Преодолевших кризис и приходивших в сознание больных начали на военных санитарных машинах перевозить из их прежних бараков в "санаторный" блок в бывшем эсэсовском городке. Там у нас уже были настоящие больничные койки с чистым бельем. Очевидно, до этого нас по-настоящему продезинфицировали и полностью сменили белье и одежду. При этом у меня пропала бумажная иконка святых Бориса и Глеба. Сохранился, однако, алюминиевый крестик. После того как в Грос-Розене у меня отняли мой крестильный крест, я долго ходил без креста. Но в Лангензальце заключенный серб, работавший у станка, выпилил мне восьмиконечный крестик из алюминия. Крестик этот у меня и сейчас сохранился. Прошу похоронить меня с ним.

В "санатории" нас обслуживали санитары из числа самих заключенных, поляки. Не могу забыть, как принесли мне кружку горячего молока с взбитым яйцом и сахаром. После первого глотка по всему телу пробежало райское тепло.

На следующий день зашел ко мне Борис Фульда, сказал, что всех освобожденных обитателей лагеря уже разделили по национальностям, вернее – по гражданству, и расселили по разным баракам бывшего эсэсовского городка. И уже началась репатриация. Уехали на родину французы, бельгийцы, голландцы, норвежцы. Пока я в своем бараке лежал в тифу без сознания, увезли советских граждан. Репатриация граждан Югославии должна была начаться в первых числах июня. С поляками были трудности – многие не признавали коммунистический режим, установившийся у них на родине, заявляли о признании ими правительства в изгнании (в Лондоне), и на репатриацию не соглашались.

Шла фильтрация данных обо всех, кто отказывался от репатриации на свою родину или вызывал какие-либо подозрения по другим причинам. Разбираться в наших делах американцам помогал Международный комитет узников Дахау. Мое "дело" вел при этом Борис Фульда. Рассказывал мне о непонимании нашего положения американцами. Обязательно хотели и нас – эмигрантов – отправить в Советский Союз, а когда им говорили, что там Сталин, высказывались за то, чтобы мы тем более поехали на родину и выбрали бы "другого президента".
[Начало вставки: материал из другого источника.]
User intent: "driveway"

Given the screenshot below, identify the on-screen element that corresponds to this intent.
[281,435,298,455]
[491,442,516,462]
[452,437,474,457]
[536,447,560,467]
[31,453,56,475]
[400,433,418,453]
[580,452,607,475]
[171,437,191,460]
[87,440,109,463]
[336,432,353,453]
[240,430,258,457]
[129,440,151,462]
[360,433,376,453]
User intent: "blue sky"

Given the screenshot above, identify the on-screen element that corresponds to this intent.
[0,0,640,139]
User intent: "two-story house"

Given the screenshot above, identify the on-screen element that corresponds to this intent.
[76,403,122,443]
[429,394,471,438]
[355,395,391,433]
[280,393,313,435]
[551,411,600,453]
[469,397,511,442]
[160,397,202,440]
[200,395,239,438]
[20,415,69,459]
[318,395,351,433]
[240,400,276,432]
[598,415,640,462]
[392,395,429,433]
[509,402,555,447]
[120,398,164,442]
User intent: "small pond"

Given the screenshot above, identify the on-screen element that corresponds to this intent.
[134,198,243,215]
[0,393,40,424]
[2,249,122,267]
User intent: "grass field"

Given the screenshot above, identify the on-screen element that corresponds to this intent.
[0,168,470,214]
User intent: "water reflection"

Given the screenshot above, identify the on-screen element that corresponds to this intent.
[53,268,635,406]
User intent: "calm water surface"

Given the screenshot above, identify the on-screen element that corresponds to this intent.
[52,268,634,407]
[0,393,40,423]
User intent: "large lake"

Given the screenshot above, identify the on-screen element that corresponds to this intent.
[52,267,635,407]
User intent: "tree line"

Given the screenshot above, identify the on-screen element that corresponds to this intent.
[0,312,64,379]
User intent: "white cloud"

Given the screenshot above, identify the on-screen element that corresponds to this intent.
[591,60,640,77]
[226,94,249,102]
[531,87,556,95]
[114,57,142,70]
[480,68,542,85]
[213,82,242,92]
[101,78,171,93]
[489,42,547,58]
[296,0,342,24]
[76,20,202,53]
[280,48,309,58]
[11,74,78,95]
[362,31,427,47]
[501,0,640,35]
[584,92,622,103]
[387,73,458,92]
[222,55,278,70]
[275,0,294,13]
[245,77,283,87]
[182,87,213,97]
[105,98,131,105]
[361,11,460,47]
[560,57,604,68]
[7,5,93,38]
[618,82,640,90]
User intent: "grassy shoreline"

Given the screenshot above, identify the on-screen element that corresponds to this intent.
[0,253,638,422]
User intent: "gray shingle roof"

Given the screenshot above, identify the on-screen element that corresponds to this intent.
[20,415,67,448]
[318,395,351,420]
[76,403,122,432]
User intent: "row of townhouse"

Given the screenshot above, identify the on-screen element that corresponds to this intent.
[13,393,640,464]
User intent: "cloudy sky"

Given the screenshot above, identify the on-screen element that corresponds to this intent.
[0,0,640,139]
Борису Фульде стоило немалых трудов, чтобы убедить офицера американской контрразведки не отправлять меня "выбирать другого президента", а разрешить остаться в американской оккупационной зоне Германии. Решающим оказался тот аргумент, что где-то в американской зоне должны находиться мои родители. В конце концов, было решено, что меня освободят из лагеря, я разыщу своих родителей, и мы дружно всей семьей поедем "выбирать другого президента". Документ о моем освобождении из лагеря был подписан 14 июня 1945 года, ровно через год после моего ареста 14 июня 1944 года в Бреславле.